Herbert John Fleure
Herbert John Fleure (June 6, 1877 – July 1, 1969), was a zoologist and geographer. He was secretary of the Geographical Association, editor of Geography, and President of the Cambrian Archaeological Association. He was a founder member of the Guernsey Society.
Fleure was born in Guernsey, the son of John Fleure and Marie Le Rougetel. His early education was interrupted, he spent one term at Elizabeth College in 1890, but had to leave owing to ill health. He continued his studies privately. In 1897, he attended the University of Wales, Aberystwyth, where he founded the Student Representative Council. He graduated with first-class honours in 1901 and went on to study at the Zoological Institute in Zurich, Switzerland.
Returning to Wales, he became Head of the Department of Zoology at Aberystwyth in 1908. He was judged medically unfit to serve in World War I. In 1917, he became Professor of Anthropology and Geography at the university, holding the post until 1930, when he became Professor of Geography at Victoria University, Manchester. He was made a Fellow of the Royal Society in 1936. Following his retirement in 1944, he was President of the Royal Anthropological Institute from 1945 to 1947, as well as chairman of the Folk Lore Society.

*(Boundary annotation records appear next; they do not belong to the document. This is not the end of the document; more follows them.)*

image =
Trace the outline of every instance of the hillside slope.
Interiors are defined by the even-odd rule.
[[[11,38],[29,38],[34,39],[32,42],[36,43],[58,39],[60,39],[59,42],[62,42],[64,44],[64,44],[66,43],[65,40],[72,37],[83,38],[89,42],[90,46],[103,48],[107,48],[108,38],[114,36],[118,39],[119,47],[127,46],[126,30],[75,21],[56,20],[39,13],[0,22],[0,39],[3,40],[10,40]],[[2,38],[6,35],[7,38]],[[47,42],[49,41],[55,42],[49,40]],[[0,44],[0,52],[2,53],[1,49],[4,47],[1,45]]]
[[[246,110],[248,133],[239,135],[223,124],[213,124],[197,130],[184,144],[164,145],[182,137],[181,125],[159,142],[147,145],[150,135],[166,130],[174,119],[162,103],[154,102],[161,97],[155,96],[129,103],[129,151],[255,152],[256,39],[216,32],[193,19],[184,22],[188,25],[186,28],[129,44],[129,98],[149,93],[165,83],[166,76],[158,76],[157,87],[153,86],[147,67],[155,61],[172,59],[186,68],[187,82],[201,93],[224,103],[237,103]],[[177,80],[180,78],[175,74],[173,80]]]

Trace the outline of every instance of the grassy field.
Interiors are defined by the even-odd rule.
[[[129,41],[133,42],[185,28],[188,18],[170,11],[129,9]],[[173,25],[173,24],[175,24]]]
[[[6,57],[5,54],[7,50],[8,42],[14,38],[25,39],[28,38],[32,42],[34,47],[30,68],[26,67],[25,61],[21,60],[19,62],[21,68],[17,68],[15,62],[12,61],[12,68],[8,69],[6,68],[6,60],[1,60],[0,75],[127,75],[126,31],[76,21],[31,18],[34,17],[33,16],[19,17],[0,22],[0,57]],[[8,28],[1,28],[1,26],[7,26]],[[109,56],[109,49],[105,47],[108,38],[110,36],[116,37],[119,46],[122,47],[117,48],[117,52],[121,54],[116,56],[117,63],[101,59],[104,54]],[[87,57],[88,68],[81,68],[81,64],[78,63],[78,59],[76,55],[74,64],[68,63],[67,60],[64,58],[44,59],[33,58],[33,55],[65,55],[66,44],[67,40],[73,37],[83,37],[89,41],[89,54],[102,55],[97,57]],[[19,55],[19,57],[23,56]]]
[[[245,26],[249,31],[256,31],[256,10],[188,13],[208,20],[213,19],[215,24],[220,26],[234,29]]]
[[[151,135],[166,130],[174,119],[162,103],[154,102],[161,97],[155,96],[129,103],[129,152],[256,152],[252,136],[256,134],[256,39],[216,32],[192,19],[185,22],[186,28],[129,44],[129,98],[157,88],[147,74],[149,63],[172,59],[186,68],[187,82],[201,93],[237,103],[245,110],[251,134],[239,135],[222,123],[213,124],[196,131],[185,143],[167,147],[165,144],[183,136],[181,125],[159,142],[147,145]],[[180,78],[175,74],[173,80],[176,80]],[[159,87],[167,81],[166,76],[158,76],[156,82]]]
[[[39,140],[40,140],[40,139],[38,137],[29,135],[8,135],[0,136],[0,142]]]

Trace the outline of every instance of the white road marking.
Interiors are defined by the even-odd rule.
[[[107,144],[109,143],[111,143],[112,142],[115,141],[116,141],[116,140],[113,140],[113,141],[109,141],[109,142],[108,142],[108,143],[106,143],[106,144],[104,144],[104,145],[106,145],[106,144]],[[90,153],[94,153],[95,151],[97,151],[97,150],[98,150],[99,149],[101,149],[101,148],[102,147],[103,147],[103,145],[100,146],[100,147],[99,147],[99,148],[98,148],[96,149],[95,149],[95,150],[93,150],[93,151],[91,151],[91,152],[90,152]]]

He was a founder member of the Guernsey Society, which was established in 1943 to represent the interests of the German-occupied island to the British authorities. After the war, he was a regular contributor to The Quarterly Review, as well as to The Guernsey Farmhouse, a book published by the Society in 1964 celebrating the ancient family houses in the island.
In 1910, he married Hilda Bishop, daughter of Rev C H Bishop of Guernsey. They had a son and two daughters.
He was awarded an Honorary Fellowship from the American Geographical Society in 1930, and its Daly Medal in 1939. He received the Victoria Medal of the Royal Geographical Society in 1946.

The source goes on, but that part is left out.